Russia claims U.S. labs across Ukraine are secretly developing biological weapons
STEVE INSKEEP, HOST:
Russia’s disinformation campaigns to justify invading Ukraine have failed up to now, but Russia keeps trying. And one conspiracy theory is gaining some ground here in the United States. It’s spreading through some of the same channels that domestic extremists rely on.
NPR’s Odette Yousef covers domestic extremism, so she’s on this story. Good morning.
ODETTE YOUSEF, BYLINE: Good morning.
INSKEEP: What’s the Russian narrative?
YOUSEF: Well, this has come to be known as the biolabs conspiracy, Steve, and it goes like this. The U.S. has laboratories all over Ukraine where it’s secretly developing biological weapons or conducting dangerous experiments, and so Russia’s using this to justify its attack on Ukraine, you know, to protect itself and perhaps even the wider world.
You know, this claim isn’t new, Steve. Russia has a long history, dating back to Soviet times, of claiming that the U.S. has been developing biological or chemical weapons and even, in the 1980s, claimed that the virus that causes AIDS was a result of that. But I think the thing that’s notable now is that this was one of several disinfo narratives that was generally floating around and not gaining too much traction when the war began, until a Twitter user, who went under a handle @WarClandestine, seized on it in late February.
INSKEEP: Oh, that’s when you know something is really true, when a random person without their name on a Twitter account says. Yeah, so who’s @WarClandestine?
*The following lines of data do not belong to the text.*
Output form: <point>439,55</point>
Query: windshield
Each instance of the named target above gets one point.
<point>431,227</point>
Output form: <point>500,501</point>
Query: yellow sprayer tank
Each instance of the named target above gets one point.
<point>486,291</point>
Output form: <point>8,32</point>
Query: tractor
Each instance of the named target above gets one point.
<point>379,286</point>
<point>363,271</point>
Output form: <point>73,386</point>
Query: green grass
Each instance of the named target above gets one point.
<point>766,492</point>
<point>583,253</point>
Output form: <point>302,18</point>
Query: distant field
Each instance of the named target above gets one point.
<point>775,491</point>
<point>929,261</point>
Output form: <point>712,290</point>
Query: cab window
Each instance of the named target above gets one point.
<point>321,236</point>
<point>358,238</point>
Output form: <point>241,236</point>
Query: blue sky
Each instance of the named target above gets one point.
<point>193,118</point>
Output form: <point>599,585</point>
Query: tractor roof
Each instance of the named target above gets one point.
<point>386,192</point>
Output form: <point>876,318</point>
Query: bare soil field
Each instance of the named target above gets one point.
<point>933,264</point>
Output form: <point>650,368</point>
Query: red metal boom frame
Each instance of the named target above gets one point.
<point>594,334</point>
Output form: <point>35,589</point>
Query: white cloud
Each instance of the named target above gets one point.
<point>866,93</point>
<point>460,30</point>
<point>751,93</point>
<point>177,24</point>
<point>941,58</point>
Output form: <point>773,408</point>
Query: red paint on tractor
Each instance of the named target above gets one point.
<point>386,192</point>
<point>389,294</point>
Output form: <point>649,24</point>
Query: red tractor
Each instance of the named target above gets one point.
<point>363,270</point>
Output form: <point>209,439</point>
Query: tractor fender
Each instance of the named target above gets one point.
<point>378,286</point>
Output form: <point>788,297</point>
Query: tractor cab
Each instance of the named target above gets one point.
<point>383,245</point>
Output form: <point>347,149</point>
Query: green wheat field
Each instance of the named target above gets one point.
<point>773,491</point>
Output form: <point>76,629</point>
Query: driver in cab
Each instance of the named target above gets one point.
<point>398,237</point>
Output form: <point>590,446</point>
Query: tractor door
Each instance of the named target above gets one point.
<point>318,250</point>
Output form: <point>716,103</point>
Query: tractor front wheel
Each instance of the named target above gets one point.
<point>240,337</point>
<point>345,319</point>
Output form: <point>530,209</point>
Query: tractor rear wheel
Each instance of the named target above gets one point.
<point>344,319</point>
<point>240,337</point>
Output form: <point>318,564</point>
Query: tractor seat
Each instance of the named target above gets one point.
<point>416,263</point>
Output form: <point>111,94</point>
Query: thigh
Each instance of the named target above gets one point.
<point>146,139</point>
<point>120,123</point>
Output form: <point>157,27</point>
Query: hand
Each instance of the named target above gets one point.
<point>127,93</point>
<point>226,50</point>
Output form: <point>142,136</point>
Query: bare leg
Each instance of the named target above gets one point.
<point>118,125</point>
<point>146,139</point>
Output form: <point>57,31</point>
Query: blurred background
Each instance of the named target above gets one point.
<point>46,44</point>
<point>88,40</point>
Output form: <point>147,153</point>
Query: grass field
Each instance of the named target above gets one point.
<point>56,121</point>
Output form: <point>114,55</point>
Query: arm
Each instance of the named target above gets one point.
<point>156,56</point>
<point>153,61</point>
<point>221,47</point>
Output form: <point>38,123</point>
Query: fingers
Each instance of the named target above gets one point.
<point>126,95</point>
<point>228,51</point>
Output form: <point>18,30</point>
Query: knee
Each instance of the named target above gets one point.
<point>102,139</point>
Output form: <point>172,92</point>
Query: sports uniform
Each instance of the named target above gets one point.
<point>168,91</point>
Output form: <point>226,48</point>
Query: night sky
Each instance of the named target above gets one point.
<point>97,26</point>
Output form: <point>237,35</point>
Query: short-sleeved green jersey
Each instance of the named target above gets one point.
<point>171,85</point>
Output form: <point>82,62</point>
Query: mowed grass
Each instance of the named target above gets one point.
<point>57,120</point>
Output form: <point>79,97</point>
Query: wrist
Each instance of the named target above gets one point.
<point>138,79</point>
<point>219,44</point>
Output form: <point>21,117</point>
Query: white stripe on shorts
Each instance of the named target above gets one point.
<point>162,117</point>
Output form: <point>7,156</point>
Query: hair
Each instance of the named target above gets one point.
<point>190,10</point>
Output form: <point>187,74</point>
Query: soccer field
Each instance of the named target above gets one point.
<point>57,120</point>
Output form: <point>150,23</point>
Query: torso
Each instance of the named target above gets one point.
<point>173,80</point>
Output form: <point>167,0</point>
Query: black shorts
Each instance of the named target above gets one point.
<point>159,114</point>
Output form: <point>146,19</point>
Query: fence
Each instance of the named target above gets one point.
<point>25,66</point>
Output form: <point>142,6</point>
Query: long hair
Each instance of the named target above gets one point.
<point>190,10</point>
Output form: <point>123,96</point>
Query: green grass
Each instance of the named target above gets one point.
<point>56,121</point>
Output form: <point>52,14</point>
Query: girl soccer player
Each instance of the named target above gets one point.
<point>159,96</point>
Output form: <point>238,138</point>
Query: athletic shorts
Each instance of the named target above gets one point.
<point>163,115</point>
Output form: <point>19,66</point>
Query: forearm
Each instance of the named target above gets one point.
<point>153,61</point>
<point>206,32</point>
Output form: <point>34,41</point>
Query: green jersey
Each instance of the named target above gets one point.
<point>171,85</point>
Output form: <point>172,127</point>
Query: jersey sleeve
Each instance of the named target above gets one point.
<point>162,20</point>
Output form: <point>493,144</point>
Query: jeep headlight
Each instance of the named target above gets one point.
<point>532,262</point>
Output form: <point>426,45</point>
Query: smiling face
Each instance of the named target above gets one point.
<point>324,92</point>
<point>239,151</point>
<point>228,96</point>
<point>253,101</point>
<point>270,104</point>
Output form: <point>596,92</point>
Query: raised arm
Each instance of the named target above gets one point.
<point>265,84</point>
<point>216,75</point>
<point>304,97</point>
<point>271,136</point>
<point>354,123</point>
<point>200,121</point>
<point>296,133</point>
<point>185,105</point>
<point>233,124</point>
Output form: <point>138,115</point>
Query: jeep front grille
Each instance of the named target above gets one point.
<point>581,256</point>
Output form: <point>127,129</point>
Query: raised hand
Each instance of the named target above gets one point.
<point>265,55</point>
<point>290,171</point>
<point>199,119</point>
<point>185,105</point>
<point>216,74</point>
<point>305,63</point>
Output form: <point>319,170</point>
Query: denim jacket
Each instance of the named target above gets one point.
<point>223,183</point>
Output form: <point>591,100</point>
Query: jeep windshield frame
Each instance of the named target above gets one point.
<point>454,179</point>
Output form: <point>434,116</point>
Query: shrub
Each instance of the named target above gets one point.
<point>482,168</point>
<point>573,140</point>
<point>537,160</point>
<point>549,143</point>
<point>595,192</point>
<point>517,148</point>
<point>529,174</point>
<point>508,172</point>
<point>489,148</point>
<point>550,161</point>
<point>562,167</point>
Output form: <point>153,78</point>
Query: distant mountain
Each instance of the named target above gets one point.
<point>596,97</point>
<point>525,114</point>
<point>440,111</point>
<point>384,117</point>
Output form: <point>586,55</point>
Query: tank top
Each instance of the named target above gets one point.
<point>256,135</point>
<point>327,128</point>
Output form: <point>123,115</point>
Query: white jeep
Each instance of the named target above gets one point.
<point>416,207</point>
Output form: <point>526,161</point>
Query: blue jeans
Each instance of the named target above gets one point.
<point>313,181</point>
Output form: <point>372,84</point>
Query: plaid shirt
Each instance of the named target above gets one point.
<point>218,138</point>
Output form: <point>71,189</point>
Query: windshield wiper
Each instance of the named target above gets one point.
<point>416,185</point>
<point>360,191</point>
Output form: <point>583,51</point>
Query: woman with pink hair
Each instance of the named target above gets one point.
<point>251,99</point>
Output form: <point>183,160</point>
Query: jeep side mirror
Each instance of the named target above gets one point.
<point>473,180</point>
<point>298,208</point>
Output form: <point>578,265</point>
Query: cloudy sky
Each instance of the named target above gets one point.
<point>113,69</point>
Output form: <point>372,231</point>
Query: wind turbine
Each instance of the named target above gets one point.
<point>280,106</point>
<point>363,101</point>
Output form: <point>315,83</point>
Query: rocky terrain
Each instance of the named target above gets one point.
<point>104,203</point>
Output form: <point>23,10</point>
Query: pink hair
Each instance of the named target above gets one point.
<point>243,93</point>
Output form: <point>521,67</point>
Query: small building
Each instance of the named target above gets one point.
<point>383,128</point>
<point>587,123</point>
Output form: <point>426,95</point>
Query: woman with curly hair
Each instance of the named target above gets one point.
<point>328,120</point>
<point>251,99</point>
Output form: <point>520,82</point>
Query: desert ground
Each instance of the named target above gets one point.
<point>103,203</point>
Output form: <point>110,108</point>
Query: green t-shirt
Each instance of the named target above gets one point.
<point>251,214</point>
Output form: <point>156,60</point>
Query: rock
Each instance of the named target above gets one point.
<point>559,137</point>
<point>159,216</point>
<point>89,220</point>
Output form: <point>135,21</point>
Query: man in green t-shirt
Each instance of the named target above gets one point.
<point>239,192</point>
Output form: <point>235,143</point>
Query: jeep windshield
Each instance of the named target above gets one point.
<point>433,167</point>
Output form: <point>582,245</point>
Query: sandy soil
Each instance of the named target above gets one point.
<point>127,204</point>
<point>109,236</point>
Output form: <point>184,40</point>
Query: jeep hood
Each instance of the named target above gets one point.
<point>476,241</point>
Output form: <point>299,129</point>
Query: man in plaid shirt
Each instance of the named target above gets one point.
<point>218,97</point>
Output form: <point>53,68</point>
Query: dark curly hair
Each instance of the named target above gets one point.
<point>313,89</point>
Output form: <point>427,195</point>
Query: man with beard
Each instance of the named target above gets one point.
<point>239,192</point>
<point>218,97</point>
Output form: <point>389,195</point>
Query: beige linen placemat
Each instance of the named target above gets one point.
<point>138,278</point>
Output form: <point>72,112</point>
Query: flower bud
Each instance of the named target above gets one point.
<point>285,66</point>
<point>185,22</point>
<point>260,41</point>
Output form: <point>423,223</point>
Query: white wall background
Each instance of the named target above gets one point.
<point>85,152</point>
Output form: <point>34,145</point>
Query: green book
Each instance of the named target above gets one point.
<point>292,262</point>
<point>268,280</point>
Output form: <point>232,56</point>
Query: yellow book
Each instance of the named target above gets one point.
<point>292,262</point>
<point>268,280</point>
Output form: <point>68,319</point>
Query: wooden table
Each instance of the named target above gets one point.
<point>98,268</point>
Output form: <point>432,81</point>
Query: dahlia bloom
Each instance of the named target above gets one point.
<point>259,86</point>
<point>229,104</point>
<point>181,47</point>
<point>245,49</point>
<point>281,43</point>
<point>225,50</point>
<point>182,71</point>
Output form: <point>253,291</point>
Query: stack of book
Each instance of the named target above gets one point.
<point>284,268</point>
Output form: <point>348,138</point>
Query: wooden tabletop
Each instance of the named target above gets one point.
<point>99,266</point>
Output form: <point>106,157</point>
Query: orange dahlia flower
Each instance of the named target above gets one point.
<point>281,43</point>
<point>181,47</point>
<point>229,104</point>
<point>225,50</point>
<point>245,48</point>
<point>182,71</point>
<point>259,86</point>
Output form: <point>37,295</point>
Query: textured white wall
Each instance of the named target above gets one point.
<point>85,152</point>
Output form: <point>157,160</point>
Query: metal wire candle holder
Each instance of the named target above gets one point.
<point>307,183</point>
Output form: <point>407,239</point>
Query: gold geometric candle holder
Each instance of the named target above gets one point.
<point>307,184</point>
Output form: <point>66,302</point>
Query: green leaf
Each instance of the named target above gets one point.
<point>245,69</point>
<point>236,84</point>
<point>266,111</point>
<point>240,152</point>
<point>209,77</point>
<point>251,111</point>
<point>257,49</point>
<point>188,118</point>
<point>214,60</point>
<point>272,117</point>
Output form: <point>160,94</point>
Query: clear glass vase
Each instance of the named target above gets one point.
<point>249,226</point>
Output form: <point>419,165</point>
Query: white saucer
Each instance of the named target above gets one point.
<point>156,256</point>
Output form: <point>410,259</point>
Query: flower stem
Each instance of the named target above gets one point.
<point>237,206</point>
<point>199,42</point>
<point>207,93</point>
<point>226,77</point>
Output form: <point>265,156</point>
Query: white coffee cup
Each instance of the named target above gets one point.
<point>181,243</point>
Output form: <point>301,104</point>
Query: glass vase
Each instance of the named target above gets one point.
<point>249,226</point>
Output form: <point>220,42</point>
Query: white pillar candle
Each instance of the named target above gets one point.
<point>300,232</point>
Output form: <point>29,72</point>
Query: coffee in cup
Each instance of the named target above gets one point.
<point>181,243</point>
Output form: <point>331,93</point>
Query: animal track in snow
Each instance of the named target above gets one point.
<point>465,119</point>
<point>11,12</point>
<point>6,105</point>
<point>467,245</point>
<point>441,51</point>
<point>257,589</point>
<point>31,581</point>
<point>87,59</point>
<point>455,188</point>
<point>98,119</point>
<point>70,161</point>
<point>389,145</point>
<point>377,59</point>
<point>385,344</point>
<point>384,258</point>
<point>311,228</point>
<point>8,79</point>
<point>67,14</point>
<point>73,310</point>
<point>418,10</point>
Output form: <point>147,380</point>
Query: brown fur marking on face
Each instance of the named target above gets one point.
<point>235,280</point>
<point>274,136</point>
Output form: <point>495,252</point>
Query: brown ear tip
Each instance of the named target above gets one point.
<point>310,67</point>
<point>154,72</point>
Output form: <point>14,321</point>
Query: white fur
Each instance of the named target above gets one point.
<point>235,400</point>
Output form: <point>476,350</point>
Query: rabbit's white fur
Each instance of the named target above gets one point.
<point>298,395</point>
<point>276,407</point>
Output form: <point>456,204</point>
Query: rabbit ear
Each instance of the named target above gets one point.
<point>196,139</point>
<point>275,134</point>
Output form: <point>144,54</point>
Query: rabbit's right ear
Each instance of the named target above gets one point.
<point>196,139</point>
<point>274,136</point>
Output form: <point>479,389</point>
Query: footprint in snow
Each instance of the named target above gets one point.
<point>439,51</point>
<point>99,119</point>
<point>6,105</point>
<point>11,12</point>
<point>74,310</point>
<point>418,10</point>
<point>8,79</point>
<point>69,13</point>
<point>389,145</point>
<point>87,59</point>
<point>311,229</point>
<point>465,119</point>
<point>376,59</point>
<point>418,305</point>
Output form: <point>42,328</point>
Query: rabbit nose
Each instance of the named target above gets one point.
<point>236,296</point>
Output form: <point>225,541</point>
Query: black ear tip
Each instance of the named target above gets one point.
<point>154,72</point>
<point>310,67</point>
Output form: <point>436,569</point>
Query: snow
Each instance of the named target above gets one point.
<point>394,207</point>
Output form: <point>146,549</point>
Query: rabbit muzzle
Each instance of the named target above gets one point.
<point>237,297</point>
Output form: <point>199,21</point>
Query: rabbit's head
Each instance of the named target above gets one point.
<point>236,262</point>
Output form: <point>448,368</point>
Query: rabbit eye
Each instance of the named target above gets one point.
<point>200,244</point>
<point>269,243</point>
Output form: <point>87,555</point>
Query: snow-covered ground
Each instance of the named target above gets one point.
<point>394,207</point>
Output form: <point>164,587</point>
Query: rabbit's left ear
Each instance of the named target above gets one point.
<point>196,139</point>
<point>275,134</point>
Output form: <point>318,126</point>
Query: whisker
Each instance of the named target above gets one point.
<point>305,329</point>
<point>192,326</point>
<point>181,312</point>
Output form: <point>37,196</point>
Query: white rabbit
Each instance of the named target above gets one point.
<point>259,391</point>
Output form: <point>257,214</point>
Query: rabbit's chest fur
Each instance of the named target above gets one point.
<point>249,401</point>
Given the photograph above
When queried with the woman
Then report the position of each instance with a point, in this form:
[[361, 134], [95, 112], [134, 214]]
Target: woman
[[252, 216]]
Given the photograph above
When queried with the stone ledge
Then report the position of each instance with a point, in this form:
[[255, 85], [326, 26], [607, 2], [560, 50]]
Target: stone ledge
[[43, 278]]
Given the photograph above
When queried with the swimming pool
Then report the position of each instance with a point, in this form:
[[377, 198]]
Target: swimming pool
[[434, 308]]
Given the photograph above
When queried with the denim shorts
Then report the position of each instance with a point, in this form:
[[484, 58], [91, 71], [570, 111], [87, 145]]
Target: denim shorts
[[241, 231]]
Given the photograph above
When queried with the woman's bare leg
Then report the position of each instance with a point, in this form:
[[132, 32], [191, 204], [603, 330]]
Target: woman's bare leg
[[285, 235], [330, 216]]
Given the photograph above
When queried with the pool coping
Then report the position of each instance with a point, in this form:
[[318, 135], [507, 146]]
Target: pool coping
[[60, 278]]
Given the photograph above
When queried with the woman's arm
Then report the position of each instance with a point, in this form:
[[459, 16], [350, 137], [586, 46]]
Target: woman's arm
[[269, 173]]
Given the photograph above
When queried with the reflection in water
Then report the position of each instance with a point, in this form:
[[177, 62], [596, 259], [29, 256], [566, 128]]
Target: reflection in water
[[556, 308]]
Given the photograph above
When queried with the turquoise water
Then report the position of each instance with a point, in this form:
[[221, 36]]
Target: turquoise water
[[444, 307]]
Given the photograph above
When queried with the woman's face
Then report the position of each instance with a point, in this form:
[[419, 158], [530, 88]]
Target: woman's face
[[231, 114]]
YOUSEF: So it’s an account that belongs to somebody who traffics in the QAnon conspiracy theory. In the past, they’ve tweeted extremist views, calling for the execution of some public figures. I spoke with Alex Kaplan about this. He’s a senior researcher at Media Matters, and he said that this was a really important inflection point in the life of this narrative.
ALEX KAPLAN: I actually consider it to be potentially the most significant failure for a mainstream social media platform to enforce their QAnon crackdown since they started in mid-2020 because the consequences of it have been so significant.
YOUSEF: You know, Steve, the QAnon community was maybe predisposed to believe this kind of claim. You know, it’s already somewhat sympathetic to Russia and Vladimir Putin and, shall we say, skeptical of the U.S. government. And this has turned out to be a windfall for the Kremlin. Chinese state media have amplified it. And here in the U.S., it’s tipped into a more mainstream right, you know, when Tucker Carlson started talking about it on his show on Fox News.
INSKEEP: Are there any facts here at all?
YOUSEF: Well, since 2005, the Department of Defense has partnered with Ukraine through something called the Biological Threat Reduction Program, which basically supports 46 labs that are run by local officials in Ukraine to deal with or detect pathogens that would be harmful if released into the wider world. So, for example, helping to monitor the spread of COVID-19 or defending against the spread of something called African swine fever. But, you know, the U.N. has said it’s not aware of any bioweapons program in Ukraine.
INSKEEP: OK, so you have something that’s for public health to detect pathogens that gets twisted into something to spread them. Is this changing any minds in the United States?
YOUSEF: No. You know, popular sentiment in the U.S. still seems to be overwhelmingly against Russia in this conflict. But I did put this question to Jared Holt. He’s with the Atlantic Council’s Digital Forensic Research Lab.
JARED HOLT: What I do worry this could do is provide people who are maybe skeptical or predisposed to conspiratorial thinking an easy ramp to, you know, dismiss the horrors that are being reported from news agencies all around the world about what’s happening to people in Ukraine.
YOUSEF: And, you know, U.S. officials have warned this could be a false flag narrative to justify, you know, Russia possibly using chemical weapons in this war.
INSKEEP: NPR’s Odette Yousef, thanks.